コード圧縮比較 — gzip vs Brotli vs Minification
minification、gzip、Brotli圧縮のコード配信サイズ削減効果を比較。これらの技術の組み合わせ方と、Webパフォーマンスに最適な組み合わせを解説します。
Techniques
詳細な説明
Minification vs. gzip vs. Brotli
ブラウザに配信するコードのサイズ削減には、複数の最適化レイヤーが関わります。minificationと圧縮がどのように連携するか、そしてそれぞれの貢献を理解することで、適切な戦略を選択できます。
3つのレイヤー
- Minification — 不要な文字(空白、コメント、長い変数名)を除去するためにソースコードを変換します。言語レベルで動作します。
- gzip圧縮 — Webサーバーによって適用される汎用圧縮アルゴリズム(DEFLATE)。バイトレベルで動作します。

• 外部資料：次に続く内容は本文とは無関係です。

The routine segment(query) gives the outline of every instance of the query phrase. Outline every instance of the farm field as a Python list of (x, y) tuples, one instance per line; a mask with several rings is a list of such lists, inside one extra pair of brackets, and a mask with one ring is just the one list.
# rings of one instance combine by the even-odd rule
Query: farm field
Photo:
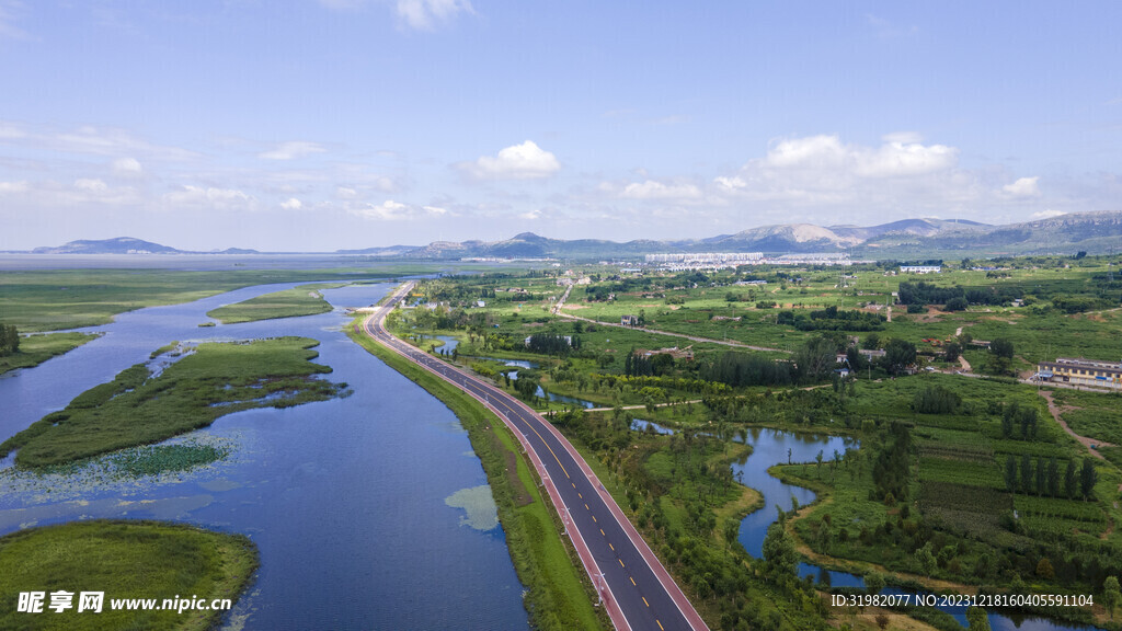
[[(819, 493), (788, 522), (794, 541), (819, 558), (850, 570), (875, 568), (904, 585), (1097, 593), (1106, 577), (1122, 573), (1112, 560), (1122, 558), (1115, 454), (1105, 447), (1106, 460), (1093, 457), (1051, 419), (1038, 387), (1014, 377), (1031, 375), (1045, 358), (1116, 354), (1122, 285), (1105, 277), (1101, 258), (1000, 265), (996, 274), (948, 266), (946, 274), (921, 278), (886, 267), (846, 269), (843, 277), (826, 268), (625, 276), (605, 266), (571, 275), (445, 277), (419, 285), (393, 326), (551, 413), (582, 449), (641, 490), (628, 507), (656, 540), (689, 533), (715, 545), (729, 541), (724, 527), (705, 515), (721, 514), (730, 500), (695, 505), (684, 501), (689, 493), (666, 495), (690, 466), (671, 455), (683, 441), (719, 443), (753, 427), (825, 431), (858, 438), (862, 448), (775, 472)], [(582, 277), (569, 290), (563, 313), (553, 313), (567, 283)], [(743, 280), (767, 284), (734, 284)], [(956, 310), (892, 304), (890, 321), (888, 304), (902, 291), (963, 291), (983, 303)], [(637, 326), (605, 326), (625, 318)], [(456, 344), (438, 342), (438, 336)], [(776, 350), (749, 351), (727, 340)], [(993, 340), (1008, 350), (988, 347)], [(948, 357), (953, 347), (971, 374), (956, 374), (967, 371)], [(859, 354), (866, 349), (886, 349), (885, 357)], [(514, 373), (517, 378), (508, 379)], [(527, 378), (546, 393), (610, 410), (588, 413), (548, 401), (523, 387)], [(1055, 390), (1076, 431), (1122, 439), (1115, 433), (1122, 427), (1118, 395)], [(620, 428), (632, 418), (677, 433), (644, 439), (653, 443), (643, 447), (624, 438)], [(724, 468), (705, 475), (720, 479)], [(739, 563), (757, 576), (771, 567), (766, 559)], [(671, 565), (690, 576), (690, 564)], [(1066, 615), (1111, 624), (1102, 611)]]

- Brotli圧縮 — Webコンテンツ向けに設計された新しいアルゴリズムで、同等の速度でgzipより15-25%優れた圧縮率を提供します。
組み合わせの効果
典型的なJavaScriptファイルの場合:
| ステージ | サイズ | 削減率 |
|---|---|---|
| 元のソース | 100 KB | — |
| Minification後 | 45 KB | 55% |
| Minified + gzip | 14 KB | 86% |
| Minified + Brotli | 12 KB | 88% |
圧縮はminifiedコードで最も効果的に機能します。理由は:
- 繰り返しパターン(変数名、キーワード)が効率的に圧縮される
- Minificationがエントロピー(コメントのようなランダムコンテンツ)を除去し、圧縮が苦手な部分が減る
- より短く均一なコードがより良い圧縮率を生み出す
gzip vs. Brotliの詳細
gzip(DEFLATE):
- 2000年代初頭からすべてのブラウザで普遍的にサポート
- 圧縮レベル1-9(6がサーバーのデフォルト値)
- 高速な圧縮・展開
Content-Encoding: gzipで配信
Brotli:
- すべてのモダンブラウザでサポート(グローバルカバレッジ95%以上)
- 圧縮レベル1-11(動的コンテンツには4-6、静的事前圧縮には11)
- より高い圧縮率、特に高レベルで顕著
- 高レベルでは圧縮が遅い(静的アセットには事前圧縮を使用)
Content-Encoding: brで配信- HTTPSが必須
最適な戦略
最良の結果を得るには、3つすべてを適用します:
- ビルドステップでMinifyする(Terser、cssnano、html-minifier-terser)
- 静的アセットをBrotliレベル11で事前圧縮する(
*.brファイル) - サポートされている場合はBrotliを配信し、フォールバックとしてgzipを使用するようにサーバーを設定する
- サーバーレンダリングコンテンツには動的圧縮(低いBrotliレベル)を使用
Minificationをスキップすべきケース
gzip/Brotli圧縮コンテンツのみを配信している場合でも、minificationは展開後のサイズを削減するため役立ちます。ブラウザがパースする必要があるサイズが減り、パーシングは圧縮だけでは削減できないCPUコストです。
ユースケース
圧縮の組み合わせを理解することは、配信パイプラインを最適化するDevOpsエンジニアやフロントエンドアーキテクトにとって重要です。minificationと圧縮の適切な組み合わせにより、ペイロードサイズを85-90%削減でき、低速ネットワークでの読み込み時間を劇的に改善します。